Em filhos da viúva, a história é simples como a maioria das outras, os personagens é que dão a tônica do drama do romance, sendo muito bem delineados e com ramas sendo descritos lentamente até uma explosão final. É também um enigma humano, que pode suscitar várias análises ou a incompreensão ao seu final. É briga entre mulheres de várias idades vivas e mortas.é também a indignação da autora para com sua mãe no fundo.

A personagem principal é uma latina poderosíssima na decadência da beleza aos 50 anos, e no ápice de seu veneno para com os outros. Laura é uma personagem fascinante que orquestra uma reunião familiar, que rumará a África logo após, mas recebe a notícia de que sua mãe, a viúva do título, faleceu no asilo. O passo seguinte seria uma exposição de sentimentos e contar para os entes familiares. Ou pelo menos seria para um ser humano normal, certo? Bom Laura, faz exatamente o contrário e não demonstra um pingo de sentimento e não conta aos convidados do jantar. O por que disso é o que intriga, pois não é dada explicação a princípio e dentre todos os personagens Laura é a que tem menos monólogos. Ela é o ser estranho que todos tem uma opinião, quase sempre ruim e função da personalidade explosiva, para não dizer bipolar. Isso é construído por meio de monólogos como o do trecho, no caso de seu marido Desmond.

Dentre os coadjuvantes temos, o marido que é um pouco mais novo que ela, muito mais rico que qualquer e um alcoólatra sem noção de seu nível. Sua filha Clara, que ao contrário da mãe é um ser tímido, calado e completamente introspectivo. Os irmãos Carlos, que é condenado na família por ser homossexual e é completamente afetado. Eugênio, o outro irmão que na primeira parte do livro, aparece muito pouco, é excluído da roda social da família e pelo pouco que aparece parece ter algum problema mental. O outro personagem principal é Peter Rice, o único convidado que não é da família, um editor melancólico que parece amar Laura secretamente. Todos tem cordões umbilicais que não se rompem e todos temem Laura por algum motivo.

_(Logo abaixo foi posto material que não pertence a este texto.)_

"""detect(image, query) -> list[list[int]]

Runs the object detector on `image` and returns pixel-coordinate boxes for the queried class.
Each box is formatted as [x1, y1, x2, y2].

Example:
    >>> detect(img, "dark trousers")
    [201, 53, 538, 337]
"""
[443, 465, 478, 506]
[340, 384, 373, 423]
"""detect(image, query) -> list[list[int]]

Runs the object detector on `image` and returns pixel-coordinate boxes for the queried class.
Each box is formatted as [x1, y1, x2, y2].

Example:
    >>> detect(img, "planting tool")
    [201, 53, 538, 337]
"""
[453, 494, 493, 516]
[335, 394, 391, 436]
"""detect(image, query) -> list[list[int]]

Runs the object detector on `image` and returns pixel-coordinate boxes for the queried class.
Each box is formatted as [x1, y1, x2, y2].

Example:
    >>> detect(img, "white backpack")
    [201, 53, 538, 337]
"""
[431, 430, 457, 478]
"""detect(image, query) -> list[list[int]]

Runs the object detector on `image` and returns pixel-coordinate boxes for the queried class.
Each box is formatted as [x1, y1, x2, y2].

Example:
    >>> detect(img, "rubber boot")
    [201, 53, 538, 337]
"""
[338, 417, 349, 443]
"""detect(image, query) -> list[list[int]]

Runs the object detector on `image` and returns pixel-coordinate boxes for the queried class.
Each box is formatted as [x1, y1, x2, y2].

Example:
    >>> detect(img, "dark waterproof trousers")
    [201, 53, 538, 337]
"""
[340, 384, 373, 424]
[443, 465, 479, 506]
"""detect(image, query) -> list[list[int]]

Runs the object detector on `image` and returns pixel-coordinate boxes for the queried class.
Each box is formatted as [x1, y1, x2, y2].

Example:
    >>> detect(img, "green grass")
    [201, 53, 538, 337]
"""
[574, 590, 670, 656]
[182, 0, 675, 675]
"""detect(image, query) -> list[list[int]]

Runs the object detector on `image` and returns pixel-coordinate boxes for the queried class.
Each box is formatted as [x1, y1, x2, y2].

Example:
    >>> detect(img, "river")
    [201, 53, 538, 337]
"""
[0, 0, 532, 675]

O jantar conforme o nível alcoólico vai avançando, vai se tornando mais uma lavagem de roupa suja do que um encontro entre amigos e os dramas vão aumentando.

Quando tudo termina de maneira igualmente intrigante, Laura tem uma brainstorm a respeito da mãe e aí que ela resolve contar aos demais o que aconteceu, e encarrega Peter Rice de varar a madrugada para contar aos irmãos, menos para Clara. Essa questão da segunda parte é essencial para o final do romance que se revela como um estudo dos mecanismos que nos fazem repugnar ser como os pais. Aqui a medula é: Alma, a falecida, cuja a história conhecemos pouco pela boca dos filhos mas dá para ver que ela foi uma mulher forte na década 20, tentando sustentar os filhos. Laura, a protagonista, com suas explosões e personalidade fascinante. E Clara, que é a personagem amis sem-sal até o final do romance em que ela se revela um “monstro” tão assustador como os demais personagens.

É um romance fascinante em seu minimalismo. Pois ao contrário da literatura moderna seu atrativo está na construção das personagens e nos diálogos minimamente pensados para delinear as personalidades. Em muitos momentos me lembrou um peça de teatro, ou aqueles filmes em que a ação não sai de um lugar só como o ainda inédito Carnage e esse tema do ódio entre as pessoas, ainda me lembra a célebre peça Entre quatro Paredes, do Sartre . Por essa habilidade de construir narrativas da solidão (aqui a solidão é conjunta) de uma maneira mais clássica e direta, é o grande trunfo que faz Paula Fox ser cada vez mais lida e redescoberta. Vale muito a pena.

Título: Filhos da Viúva, Os
Autor: Paula Fox
Tradução: José Geraldo Couto
Editora: Companhia das Letras, 240 pp

P.S. alias esse livro nasceu para virar um filme estrelado pela Sofia Vergara, pois a descrição de Laura é idêntica a da atriz do modern Family.